Abstract 4859: Genetic Polymorphism T45G on Adiponectin Gene Affects Cardiovascular Risk by Regulating Adiponectin Levels in Arterial Hypertension
Background: Evidence suggests that adiponectin, an adipokine facilitating insulin action, has antiatherogenic effects, while it is inversely associated with obesity and the development of arterial hypertension. We examined the impact of T45G polymorphism on adiponectin gene, on the risk for coronary artery disease (CAD) and the expression of adipokines in heathy individuals and patients with CAD. We also examined its possible impact on the development of arterial hypertension.
Methods: We studied 214 pts with CAD and 147 healthy controls. Genetic polymorphism T45G was determined by PCR, while circulating adiponectin, resistin and leptin were determined by ELISA, under stable clinical conditions.

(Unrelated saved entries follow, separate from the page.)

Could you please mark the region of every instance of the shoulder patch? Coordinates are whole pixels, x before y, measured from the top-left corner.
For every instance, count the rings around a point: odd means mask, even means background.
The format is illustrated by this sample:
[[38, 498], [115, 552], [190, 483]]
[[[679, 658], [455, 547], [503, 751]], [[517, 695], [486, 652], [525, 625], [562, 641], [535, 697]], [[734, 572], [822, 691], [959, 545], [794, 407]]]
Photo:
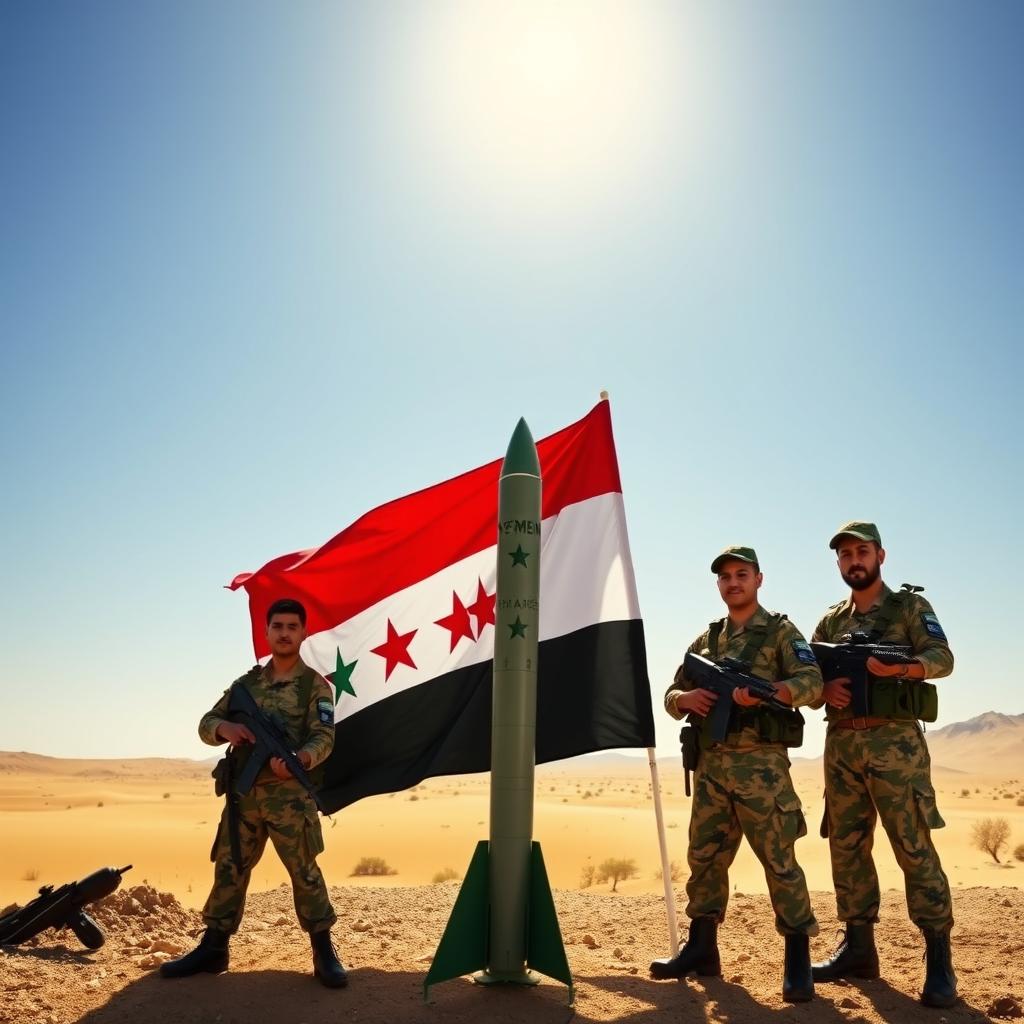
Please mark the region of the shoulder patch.
[[946, 634], [939, 625], [939, 620], [931, 612], [921, 612], [921, 621], [924, 623], [925, 632], [936, 640], [945, 640]]
[[806, 640], [793, 640], [791, 641], [791, 646], [797, 661], [801, 661], [805, 665], [816, 665], [818, 663], [818, 659], [814, 656], [814, 651], [811, 650], [811, 645]]
[[316, 713], [321, 722], [333, 722], [334, 702], [329, 700], [318, 700], [316, 702]]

Results: The genotype distribution was different between CAD patients (GG: 5(2.3%) GT: 65(30.4%), TT:144(67.3%)) and controls (GG:2(1.4%), GT: 31(21.1%), TT:114(77.6%), p<0.05). The risk for CAD was OR[95%CI]:0.595[0.368 – 0.964], p=0.03 for 45TT vs 45GT+GG. Importantly, The 45TT homozygotes had lower risk of arterial hypertension (OR[95%CI]:0.439[0.270 – 0.713], p=0.001). The 45TT genotype was associated with higher adiponectin levels (13.1±1.14pg/ml) compared to 45GT+GG (8.30±2.17pg/ml, p<0.05) among healthy individuals, but not in CAD patients (13.67±0.97 vs 15.20±1.6pg/ml respectively, p=NS). Circulating resistin and leptin were not different between genotypes in the control group (6.88±0.40 and 13.6±0.85 in TT vs 6.16±0.65 pg/ml and 14.04±2.23 pg/ml in GT+GG, p=NS for both). In the CAD group, leptin levels were also similar between 45TT (15.2±1.8pg/ml) and 45GT+GG (14.1±3.2pg/ml, p=NS). Similarly, the 45TT genotype had similar resistin (5.9±0.3pg/ml) compared to 45GT+GG (7.69±0.81pg/ml, p=NS), in the CAD group.
Conclusions: The 45TT genotype of adiponectin gene is associated with lower risk of arterial hypertension and decreased cardiovascular risk. This genotype has a striking effect on adiponectin expression in healthy individuals, but not in CAD patients. Therefore, homozygosity for the 45T allele decreases the risk for CAD by increasing circulating levels of adiponectin in healthy individuals, while its functional effect is masked after the establishment of coronary atherosclerosis.